On Tue, Jan 17, 2023, at 11:51 AM, Peter Boy wrote:
>> Am 16.01.2023 um 13:23 schrieb Lennart Poettering <mzerq...@0pointer.de>:
>> 
>> Just to say this cleary btw: when we introduced the time-out initially
>> we were coming from sysvinit where no such time-out existed at
>> all. Hence we picked a conservative (i.e. overly long) value to not
>> upset things too badly. And yes, some people were very much upset we
>> now defaulted to a time-out.
>> 
>> If we'd start from scratch without sysvinit heritage, I think we
>> would have started with something much much lower right-away.
>
> When introducing a timeout, you obviously had the grace to choose a 
> fairly conservative  (i.e. cautious) default value that did not lead to 
> major problems. Would be interesting what would have been if you had 
> started with 15 sec.

Why? it was 0 sec before systemd. If anything, the time out behavior is masking 
problems with services not shutting down in a timely manner.


>> It
>> appears to me fedora is considering switch to that now, and I
>> certainly think that would make a lot of sense.
>
> The way it is proposed it doesn’t make a lot of sense. Desktops and 
> servers work very differently and have different requirements. For 
> servers, this proposal in its present form makes no sense at all, and 
> is on the contrary dangerous.

Why? It's been said in this thread that servers come with a higher expectation 
of rebooting upon request rather than indefinitely hanging, in contrast to 
desktops where there can be some tolerance for delay in exchange for safety.
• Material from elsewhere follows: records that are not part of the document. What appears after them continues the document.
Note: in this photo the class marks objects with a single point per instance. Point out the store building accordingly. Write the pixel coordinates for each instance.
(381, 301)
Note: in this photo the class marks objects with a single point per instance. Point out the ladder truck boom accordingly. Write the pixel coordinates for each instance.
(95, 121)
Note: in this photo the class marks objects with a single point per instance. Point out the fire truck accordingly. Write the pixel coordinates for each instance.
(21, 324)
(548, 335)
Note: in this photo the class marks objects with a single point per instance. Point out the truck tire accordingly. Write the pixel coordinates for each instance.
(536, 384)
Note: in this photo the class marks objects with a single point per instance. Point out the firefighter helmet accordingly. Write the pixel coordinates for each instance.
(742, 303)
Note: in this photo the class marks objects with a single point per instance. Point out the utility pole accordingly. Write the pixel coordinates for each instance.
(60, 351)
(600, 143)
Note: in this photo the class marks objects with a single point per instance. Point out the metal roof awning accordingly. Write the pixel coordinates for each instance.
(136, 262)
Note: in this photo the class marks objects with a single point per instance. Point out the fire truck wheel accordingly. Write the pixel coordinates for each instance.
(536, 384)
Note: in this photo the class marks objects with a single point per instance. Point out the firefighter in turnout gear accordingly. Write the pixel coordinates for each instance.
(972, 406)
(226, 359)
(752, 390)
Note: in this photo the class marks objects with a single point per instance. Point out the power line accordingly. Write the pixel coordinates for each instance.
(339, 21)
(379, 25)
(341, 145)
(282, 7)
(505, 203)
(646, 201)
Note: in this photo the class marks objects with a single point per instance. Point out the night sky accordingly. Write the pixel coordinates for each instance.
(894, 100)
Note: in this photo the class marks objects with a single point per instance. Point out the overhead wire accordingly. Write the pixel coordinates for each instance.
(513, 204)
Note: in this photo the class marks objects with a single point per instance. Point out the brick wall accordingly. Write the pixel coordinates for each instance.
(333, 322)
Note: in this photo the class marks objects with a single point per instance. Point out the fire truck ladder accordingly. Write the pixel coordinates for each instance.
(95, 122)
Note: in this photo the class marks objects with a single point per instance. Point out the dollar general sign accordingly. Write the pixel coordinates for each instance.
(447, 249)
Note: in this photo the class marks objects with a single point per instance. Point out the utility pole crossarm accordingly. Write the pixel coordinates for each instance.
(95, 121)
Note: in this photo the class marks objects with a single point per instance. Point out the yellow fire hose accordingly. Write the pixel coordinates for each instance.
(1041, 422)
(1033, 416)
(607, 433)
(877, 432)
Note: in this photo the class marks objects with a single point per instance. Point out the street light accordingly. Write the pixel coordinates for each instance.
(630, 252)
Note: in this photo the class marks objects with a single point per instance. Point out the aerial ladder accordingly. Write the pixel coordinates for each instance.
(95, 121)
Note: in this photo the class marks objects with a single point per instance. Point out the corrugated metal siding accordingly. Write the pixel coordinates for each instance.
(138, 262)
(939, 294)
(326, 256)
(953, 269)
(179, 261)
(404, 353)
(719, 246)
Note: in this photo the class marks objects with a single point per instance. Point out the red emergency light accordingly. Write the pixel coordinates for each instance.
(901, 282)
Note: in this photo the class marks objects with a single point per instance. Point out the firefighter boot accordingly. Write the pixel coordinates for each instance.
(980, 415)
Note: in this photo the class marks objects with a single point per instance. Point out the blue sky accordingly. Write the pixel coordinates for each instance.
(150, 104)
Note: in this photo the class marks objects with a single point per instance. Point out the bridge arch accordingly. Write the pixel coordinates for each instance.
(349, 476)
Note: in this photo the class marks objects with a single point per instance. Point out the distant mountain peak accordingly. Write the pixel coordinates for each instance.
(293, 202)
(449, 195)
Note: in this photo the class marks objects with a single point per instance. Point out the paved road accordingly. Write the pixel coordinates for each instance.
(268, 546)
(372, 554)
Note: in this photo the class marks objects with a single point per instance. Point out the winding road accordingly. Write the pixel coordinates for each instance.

Why should a server sysadmin's request for a reboot or shutdown be second 
guessed? What are the consequences of second guessing?

What I've seen on Fedora Server when there are services that hold things up is 
invariably sshd does immediately quit so now I can't even log back in to find 
out what's holding up the reboot. It's quite substantially a worse Ux than on 
the desktop. I mean, ostensibly I know what I'm doing on my own server and 
don't need to be second guessed like a desktop user. 

At least postgresql and libvirtd are configured to inhibit reboot/shutdown 
indefinitely until they properly quit. Services can opt into this behavior, 
overriding the default. But indefinite delay would  pose a bigger problem on 
server than on desktops, due to the loss of any feedback and control.


> A strangely ignorant attitude to take a positive view of the change, 
> even if those affected, the customers, are upset and fear considerable 
> disadvantages. Only someone who is not responsible for TBs of data and 
> thousands of users can talk like this. The least you have to do is test 
> and check what effects it has and prove that the concern is unjustified.

The proposal changes a default behavior. It's not itself an override.